The financial cost of that delay is enormous. Delaying homeownership until age 40 instead of 30 could cost a typical buyer roughly $150,000 in lost equity on a starter home, according to NAR — a gap that compounds over time and widens the broader wealth divide between those who own and those who rent.
The Down Payment Hurdle Has Never Been Higher
First-time buyers today are putting down 10% — the highest median down payment in nearly 40 years, reflecting how much harder it has become to save while simultaneously managing high rents, student loan debt, childcare costs and everyday expenses that prior generations never faced at the same scale.
Jessica Lautz, deputy chief economist at the National Association of Realtors, put it plainly: “They have strong demand for the American dream of homeownership, but they’re really just feeling left behind right now. Homeownership is a way that many Americans build wealth, and unfortunately they’re just being pushed to the sidelines for a longer period of time and losing out on those wealth gains.”
The math facing buyers is punishing. In the mid-1980s, a typical home cost roughly three and a half times the median household income. Today it sits closer to five times income — and significantly higher in coastal cities.
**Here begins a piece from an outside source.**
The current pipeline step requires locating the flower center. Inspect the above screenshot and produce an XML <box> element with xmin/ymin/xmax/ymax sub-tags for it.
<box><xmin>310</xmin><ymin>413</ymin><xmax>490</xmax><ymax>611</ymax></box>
The salary needed to buy a home has doubled from 2017 to 2025, while wage growth has failed to keep pace. The median American home now costs $416,900 against a median annual household income of $83,150.
Where Family Money Comes In
The NAR found in its 2025 report that nearly a quarter of first-time buyers used gifts or loans from friends and family for their down payment, with the average gift amount reaching $32,000. Among Gen Z homeowners between 18 and 26, nearly 80% received some form of financial support from parents for their down payment.
That assistance is not evenly distributed. Buyers without family wealth are forced to compete against those who arrive at the negotiating table with larger cash reserves — a structural disadvantage that shows up in bidding wars, contingency negotiations and the ability to absorb closing costs that often cannot be financed into the mortgage itself.
Baby Boomers have now overtaken Millennials as the largest share of homebuyers, accounting for roughly 42% of all purchases — powered not by income but by decades of accumulated home equity. Thirty percent of repeat buyers paid all-cash in 2025. The typical repeat buyer is 62 years old, the highest median age ever recorded in the survey. The result is a market increasingly sorted between those who already own and everyone else.
What Is Changing in 2026
There are modest signs of improvement on the horizon. NAR expects the housing affordability landscape to improve through 2026, driven by a gradual rise in inventory and slightly easing mortgage rates projected to approach 6% — a level that could open the door for as many as 1.6 million renters to become buyers.
Builders are also responding, ramping up townhome construction to the highest level in years — with townhomes now representing 18% of all single-family construction, up from less than 10% a decade ago. Robert Dietz, chief economist at the National Association of Home Builders, called townhomes “a way to get particularly younger households into the dream of American homeownership.”
Mike Fratantoni, chief economist at the Mortgage Bankers Association, noted that while affordability constraints continue to suppress purchase activity among younger and lower-wealth households, a fixed-rate mortgage remains one of the most powerful wealth-building tools available — locking in housing costs while home values appreciate over time.
Until rates fall meaningfully and inventory expands substantially, the divide between buyers with family backing and those without will remain one of the most reliable predictors of who gets into the American housing market — and who keeps waiting.